Saturday 5 September 2015

The First Rule of Post Processing

Preamble and a bit of a rant
People often ask photographers if they Post Process (that is, use a computer to alter their images). I find this a bit of a nonsense question - if you use a digital camera, you are using ac omputer to see an image. Nowadays the computer does the same as the lab did in the days of film ie it takes the negative (your RAW file) and turns it into a print (or a digital image to look at on a computer -usually a jpg). Even if you don't use a computer the camera turns its code into a jpg and makes choices on your behalf about contrast and saturation etc. So, we all post process, consciously or unconsciously. The question should really be "How much do you post process?". Personally my answer is that I take out movable objects (like litter and cars) but not immovable objects (like trees and buildings). Everything else I do, are simple developing decisions that mirror a traditional chemical lab darkroom. My PC is my darkroom.

Now, the blog post... HOW do you post process?
Which is a difficult question to answer with a mouthful of bacon and brie ciabatta. Every now and then I have lunch with a togging pal (we'll call him David, as that's his name) and we shoot the breeze on just about every aspect of photography you can think of.

Today's lunch , aside from being very tasty, covered film photography, shooting with instamatics to gauge your non digital skill levels, reprocity failure, chromatic aberration (the purple fringey things) and the value of motion blur in dynamic images. Oh yes, and how to digitally enhance dog fur. Interesting and varied chats we have.

Then David, who is a purist, but is starting to grasp the Lightroom nettle, asked about my (is it really?) 8 years of Photoshop experience. He asked how to process images. Talk about an open question! But at that point I was being careful not to spill gorgonzola and broccoli soup down my front and replied in a fairly non committal manner - a sort of soup filtered grunt. But it's a good question and post ciabatta and soup and post my day job office hours, I've had time to consider. And the answer is another question (or at least starts that way). The real question is "WHY do you post process" - only by asking that, can you decide HOW you will do it.

Landscapes are my passion (David likes to photograph lumps of metal birling round a wee road, I don't really know why) so I'll tell you why I typically post process a scenic image. Simply, I want to give the 2 dimensional image the same 3 dimensional feeling that I got when I took it. This means it needs something that a print or screen can't give - depth. I need to optically provide the depth of miles on a canvas that's microns thick. I've drawn a wee diagram to illustrate how ( I like diagrams even more than bacon and brie - I guess I'm a visual learner). 
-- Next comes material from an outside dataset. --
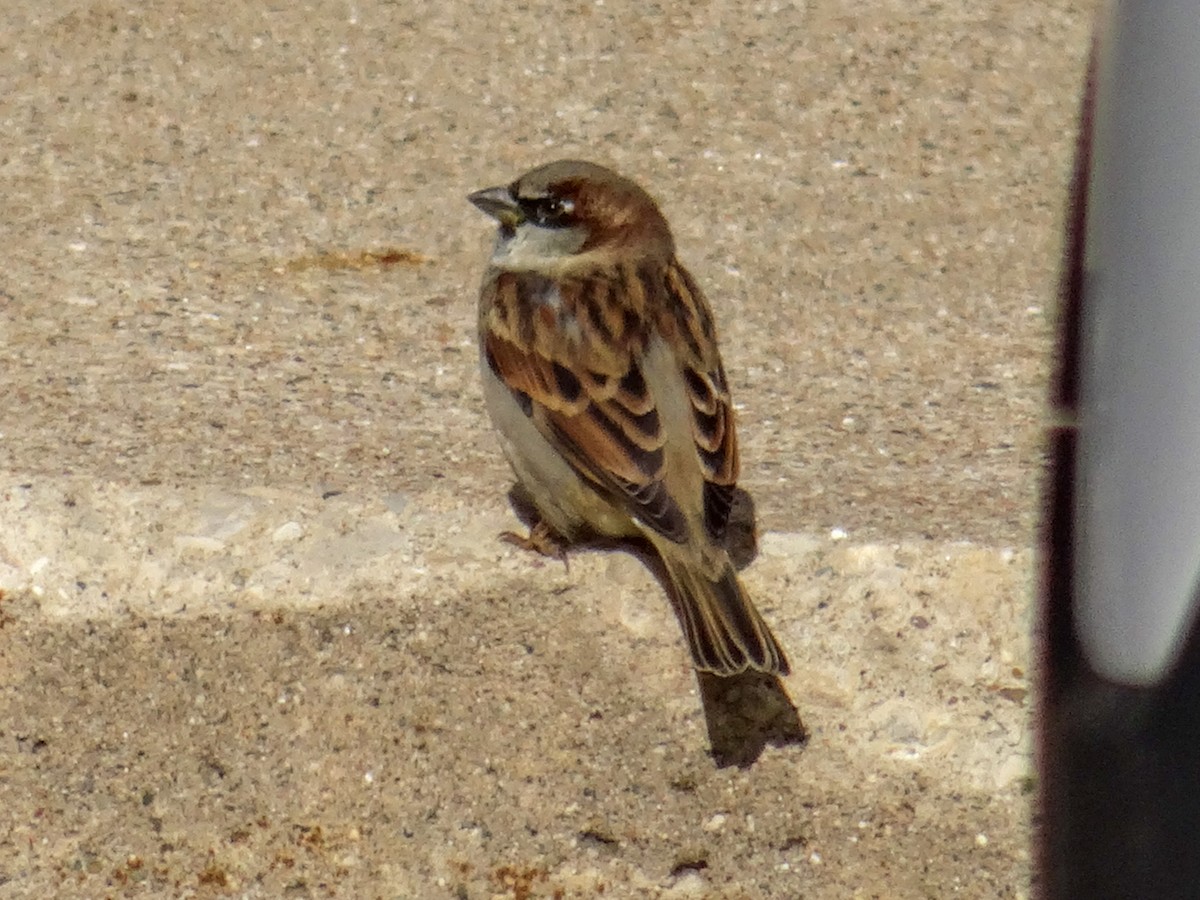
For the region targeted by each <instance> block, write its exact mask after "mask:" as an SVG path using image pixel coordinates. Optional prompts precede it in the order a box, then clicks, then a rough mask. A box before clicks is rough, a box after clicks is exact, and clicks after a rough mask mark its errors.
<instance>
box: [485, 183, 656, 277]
mask: <svg viewBox="0 0 1200 900" xmlns="http://www.w3.org/2000/svg"><path fill="white" fill-rule="evenodd" d="M468 199H469V200H470V202H472V203H474V204H475V205H476V206H479V209H481V210H482V211H484V212H486V214H487V215H490V216H491V217H492V218H494V220H496V221H497V222H499V226H500V227H499V234H498V236H497V241H496V250H494V251H493V253H492V264H493V265H496V266H499V268H500V269H509V270H514V271H536V272H541V274H545V275H560V274H569V272H570V271H574V270H581V269H589V268H599V266H605V265H610V264H611V263H612V262H616V260H636V259H638V258H646V257H650V258H653V257H661V258H664V259H666V258H670V257H671V254H672V253H673V252H674V244H673V240H672V238H671V229H670V227H668V226H667V222H666V220H665V218H664V217H662V214H661V212H660V211H659V208H658V205H656V204H655V203H654V200H653V199H652V198H650V196H649V194H648V193H646V191H643V190H642V188H641V187H638V186H637V185H636V184H634V182H632V181H630V180H629V179H626V178H622V176H620V175H618V174H617V173H616V172H612V170H610V169H606V168H604V167H602V166H596V164H595V163H590V162H583V161H580V160H559V161H558V162H552V163H547V164H546V166H540V167H539V168H536V169H532V170H529V172H527V173H526V174H523V175H522V176H521V178H518V179H517V180H516V181H514V182H512V184H511V185H505V186H502V187H488V188H485V190H482V191H476V192H475V193H473V194H470V196H469V197H468Z"/></svg>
I trained as a designer, so have had a tiny grounding in painting and drawing, which comes in very handy here. One of the things that you learn when you paint is that close items have very different properties to distant objects. First off, they are more vibrant, clearer and with more contrast. Now that doesn't mean you should go nuts and over saturate the foreground, but a subtle effect is to raise the saturation a little and then concentrate on the background which you can mute a little, maybe even let it fall out of focus a bit. Overall you get a subtle, but effective, feeling of depth.. 
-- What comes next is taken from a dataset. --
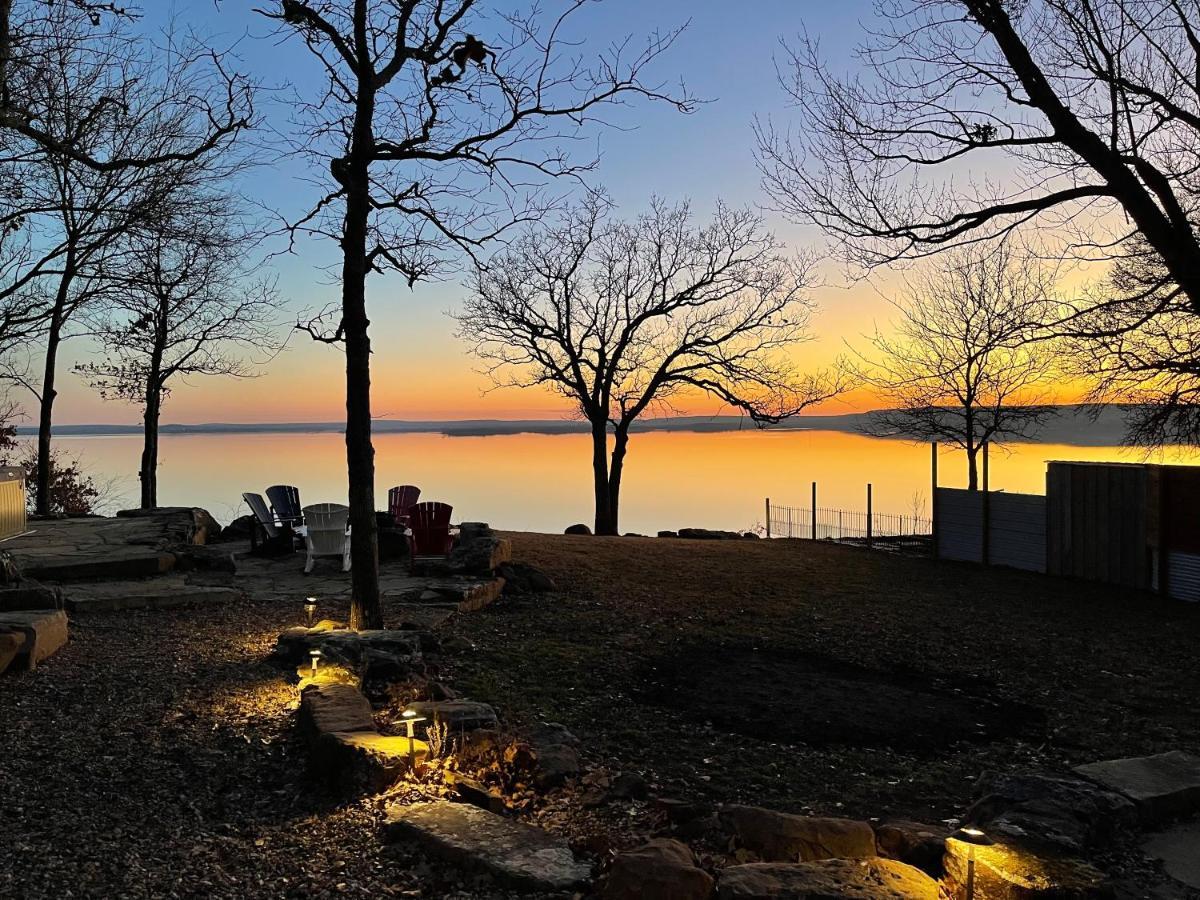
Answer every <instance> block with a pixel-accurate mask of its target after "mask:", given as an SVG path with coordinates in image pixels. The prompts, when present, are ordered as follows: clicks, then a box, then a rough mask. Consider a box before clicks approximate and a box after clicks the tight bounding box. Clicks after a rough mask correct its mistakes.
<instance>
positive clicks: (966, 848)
mask: <svg viewBox="0 0 1200 900" xmlns="http://www.w3.org/2000/svg"><path fill="white" fill-rule="evenodd" d="M970 853H971V845H968V844H964V842H962V841H959V840H955V839H954V838H950V839H949V840H947V841H946V857H944V863H946V880H944V883H946V884H947V886H948V887H949V888H950V890H952V896H965V895H966V880H967V863H968V857H970ZM974 856H976V864H974V888H976V894H974V895H976V898H977V899H978V900H1039V899H1040V898H1044V899H1045V900H1051V899H1052V900H1085V899H1087V898H1106V896H1109V895H1110V890H1109V887H1108V884H1106V883H1105V878H1104V876H1103V875H1102V874H1100V872H1099V871H1097V870H1096V869H1093V868H1092V866H1091V865H1088V864H1087V863H1085V862H1082V860H1080V859H1073V858H1069V857H1060V856H1052V854H1045V853H1037V852H1034V851H1031V850H1027V848H1025V847H1021V846H1018V845H1015V844H1008V842H997V844H995V845H992V846H988V847H974Z"/></svg>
Here's an example (finished image at the bottom of this post) - click on it to see it larger, but the explanation is... really sharp, colourful high contrast limpits and seaweed (yes it actually was that colour - I haven't exaggerated it), an interesting fairly sharp but muted middle-ground and a softer less contrasty background that happens to be quite interesting too (so the viewer looks from front to back. You might notice that I even ensured there was a "visual path" from limpits to castle, using the contrast between sea weed and dark grey rock) - lots of depth!  Note that the sharpness and it's "fall off " were achieved "in-camera", but it would be just as easy (easier?) to do this in post processing. To improve the picture it needs some emotion or a story too, but unfortunately there was no ravenous seagull handy that I could persuade to engage in a life or death struggle with the limpits. I guess lapping water may have been a more mundane "story" though.

I'll not get too technical here but the basics are as follows - if you need advice, feel free to mail me at PhotoForMyWall@gmail.com. 

To locally change  the saturation, you can mask the rest of the image and boost saturation, or select the bit you want and saturate it. Or increase vibrance. Or lift the exposure and increase the contrast a bit. Combine this with a few other wee tricks and your landscapes can really start to pop! The point is though, that there are many ways to increase depth, and within Photoshop there are a gazillion ways of doing any particular effect. So "how do you Photoshop?". Well decide what you want to do, look up You Tube, read Scott Kelby's books, ask friends, there are many ways. But answer that first question quickly, "why process?", ...before the soup goes cold.